Outstanding Health Canada Registration Requirements:

To confirm the manufacturing methods and quality assurance for final commercial production, the registrant is required to provide confirmation of production methods, a five batch analysis for microbial contaminants and confirmation of product guarantee from production lots of Scotts EcoSense Weed-B-Gon Technical Bio-Herbicide and its associated end-use products from the manufacturing sites.

Data are required from additional field trials in which the efficacy of Phoma macrostoma strain 94-44B, applied pre-emergence at 16 g a.i./ha, is evaluated to confirm its efficacy for season-long control of the following weeds: chickweed, broadleaf plantain, common ragweed, wild mustard and English daisy.
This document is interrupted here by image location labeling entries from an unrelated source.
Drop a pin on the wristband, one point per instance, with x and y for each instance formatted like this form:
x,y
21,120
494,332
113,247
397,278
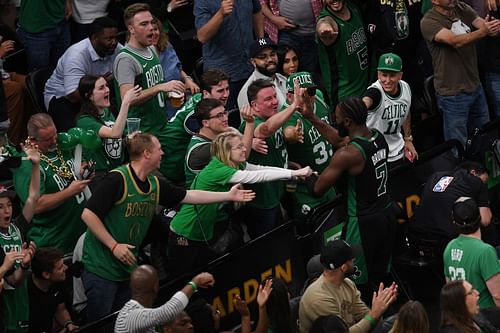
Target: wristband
x,y
193,285
370,319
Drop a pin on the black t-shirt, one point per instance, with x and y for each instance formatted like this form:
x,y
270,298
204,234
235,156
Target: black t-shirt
x,y
43,306
111,188
442,189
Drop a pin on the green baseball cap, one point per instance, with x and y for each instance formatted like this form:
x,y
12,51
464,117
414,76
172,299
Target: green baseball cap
x,y
304,78
390,62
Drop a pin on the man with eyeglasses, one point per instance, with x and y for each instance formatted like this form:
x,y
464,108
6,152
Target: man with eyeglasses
x,y
265,60
213,120
468,258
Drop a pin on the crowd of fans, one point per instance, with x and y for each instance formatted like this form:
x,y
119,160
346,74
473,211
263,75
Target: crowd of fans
x,y
292,102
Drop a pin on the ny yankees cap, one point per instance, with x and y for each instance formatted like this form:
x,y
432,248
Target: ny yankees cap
x,y
6,193
465,211
260,44
304,78
390,62
336,253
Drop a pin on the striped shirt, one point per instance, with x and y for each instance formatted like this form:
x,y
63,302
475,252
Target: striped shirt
x,y
133,317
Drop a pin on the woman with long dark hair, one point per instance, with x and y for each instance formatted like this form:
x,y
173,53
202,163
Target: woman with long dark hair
x,y
459,304
95,115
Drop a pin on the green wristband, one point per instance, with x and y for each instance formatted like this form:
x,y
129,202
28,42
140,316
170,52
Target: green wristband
x,y
193,285
372,321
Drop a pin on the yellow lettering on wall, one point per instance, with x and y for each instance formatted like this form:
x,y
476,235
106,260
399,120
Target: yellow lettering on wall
x,y
250,289
230,295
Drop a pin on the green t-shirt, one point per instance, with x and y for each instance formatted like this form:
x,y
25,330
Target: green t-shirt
x,y
268,194
315,152
214,177
128,222
59,227
40,15
468,258
178,135
202,157
345,65
15,301
109,156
The outstanding product characterization and value information must be submitted to the PMRA by September 1, 2014.

 

Executive Summary:

The bioherbicide was able to control dandelion (68%), field bindweed (60%), annual sow thistle (97%), and wild mustard (82%). The least effective rate for Canada thistle was 0.7X the standard agricultural rate and for wild mustard it was 1.0X. There was also some reduction in perennial sowthistle, smart weed, Canada thistle, false cleavers, hemp nettle, and brassica volunteers but reductions were only from 25-50%. The bioherbicide had no effect on stinkweed, lambs quarters, and wild oat. Weed control of the various species was site dependent which was likely due to different moisture conditions and weed pressure. Soil moisture is a key requirement for the bioherbicide to work. Yet the bioherbicide was able to survive in dry soil for nearly 4 weeks before favorable conditions occurred and then it provided effective control of late-emerging wild mustard seeds. The bioherbicide worked best to control emerging seedlings and was less effective on well established weeds using a single application. Post-emergent application of the bioherbicide granules was more difficult when the crop was etablished. It is necessary to get even distribution of the bioherbicide over the surface otherwise control becomes more variable. To make the bioherbicide work better, there needs to be more work done on the application method to get even distribution of the product, the time of bioherbicide application relative to weed emergence, the impact of environmental conditions on efficacy, and multiple trials at several sites to assess the consistency of response for specific weeds.